IRS Commissioner Richardson resigns after four years
Jan. 08, 1997
WASHINGTON (AP) _ After four years as commissioner of the Internal Revenue Service, Margaret Milner Richardson is resigning.
In a letter released today, she told Treasury Secretary Robert Rubin that she would remain through the tax-filing season, which ends April 15.
Richardson, 53, has overseen the agency and its more than 100,000 employees since she was sworn in as the 44th IRS commissioner in May 1993. She was an attorney in private practice before that.
``With the president's second term about to begin, I believe that this is an appropriate time for me to pursue other career opportunities and allow the selection of a successor who could serve during the full second term,'' she wrote in a letter made public by the Treasury Department.

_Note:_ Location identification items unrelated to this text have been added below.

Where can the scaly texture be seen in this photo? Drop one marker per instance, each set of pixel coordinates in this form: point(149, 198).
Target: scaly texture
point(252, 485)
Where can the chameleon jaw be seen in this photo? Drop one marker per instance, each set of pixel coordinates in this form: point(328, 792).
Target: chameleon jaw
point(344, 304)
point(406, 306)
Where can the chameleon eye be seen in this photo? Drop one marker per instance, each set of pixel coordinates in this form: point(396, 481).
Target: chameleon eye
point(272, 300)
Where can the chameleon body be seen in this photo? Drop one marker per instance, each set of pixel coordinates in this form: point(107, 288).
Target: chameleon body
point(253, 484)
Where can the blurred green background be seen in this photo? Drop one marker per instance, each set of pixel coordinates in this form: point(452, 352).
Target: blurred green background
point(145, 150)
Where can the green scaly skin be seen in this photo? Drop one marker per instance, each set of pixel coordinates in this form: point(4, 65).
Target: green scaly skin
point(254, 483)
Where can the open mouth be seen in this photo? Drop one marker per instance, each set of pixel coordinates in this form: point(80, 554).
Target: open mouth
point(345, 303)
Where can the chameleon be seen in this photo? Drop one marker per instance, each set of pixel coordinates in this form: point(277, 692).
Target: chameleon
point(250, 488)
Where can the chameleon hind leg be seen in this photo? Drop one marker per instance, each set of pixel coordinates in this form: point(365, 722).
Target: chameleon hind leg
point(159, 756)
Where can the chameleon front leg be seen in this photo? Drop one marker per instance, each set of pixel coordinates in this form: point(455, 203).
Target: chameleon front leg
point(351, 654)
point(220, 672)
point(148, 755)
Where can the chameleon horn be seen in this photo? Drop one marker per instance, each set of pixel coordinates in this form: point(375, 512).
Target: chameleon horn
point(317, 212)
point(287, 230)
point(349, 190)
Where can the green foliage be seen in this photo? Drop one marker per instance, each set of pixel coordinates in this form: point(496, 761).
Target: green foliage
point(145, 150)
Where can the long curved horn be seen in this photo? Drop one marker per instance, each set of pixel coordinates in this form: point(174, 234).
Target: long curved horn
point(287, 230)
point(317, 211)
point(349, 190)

In accepting the resignation, Rubin praised her for her ``tremendous contribution ... toward improving the customer-service orientation of the IRS'' and for her ``courteous and energetic leadership.''
``While many who do not like the tax code often criticize the IRS, I want to reaffirm my respect and appreciation for the difficult task that you and the employees of the IRS perform every day,'' Rubin wrote.
Among her accomplishments, Richardson cited a reorganization of her agency, telephone filing for simpler tax returns, the expansion of taped telephone advice for taxpayers, an IRS Internet site, a crackdown on tax returns fraudulently claiming dependent exemptions and the early implementation of the Taxpayer Bill of Rights enacted in August.
However, her tenure has been marked by increasing criticism of the agency by Congress' General Accounting Office and others for mismanagement of its multi-billion dollar modernization program.
Congress twice cut the agency's budget, reducing it from $7.4 billion in 1995 to $7 billion this year. Republican Bob Dole made ``ending the IRS as we know it'' a focus of his presidential campaign.
Critics of the agency have been quieter since the election, but a bipartisan commission headed by Sen. Bob Kerrey, D-Neb., and Rep. Rob Portman, R-Ohio, is exploring ways to improve the agency.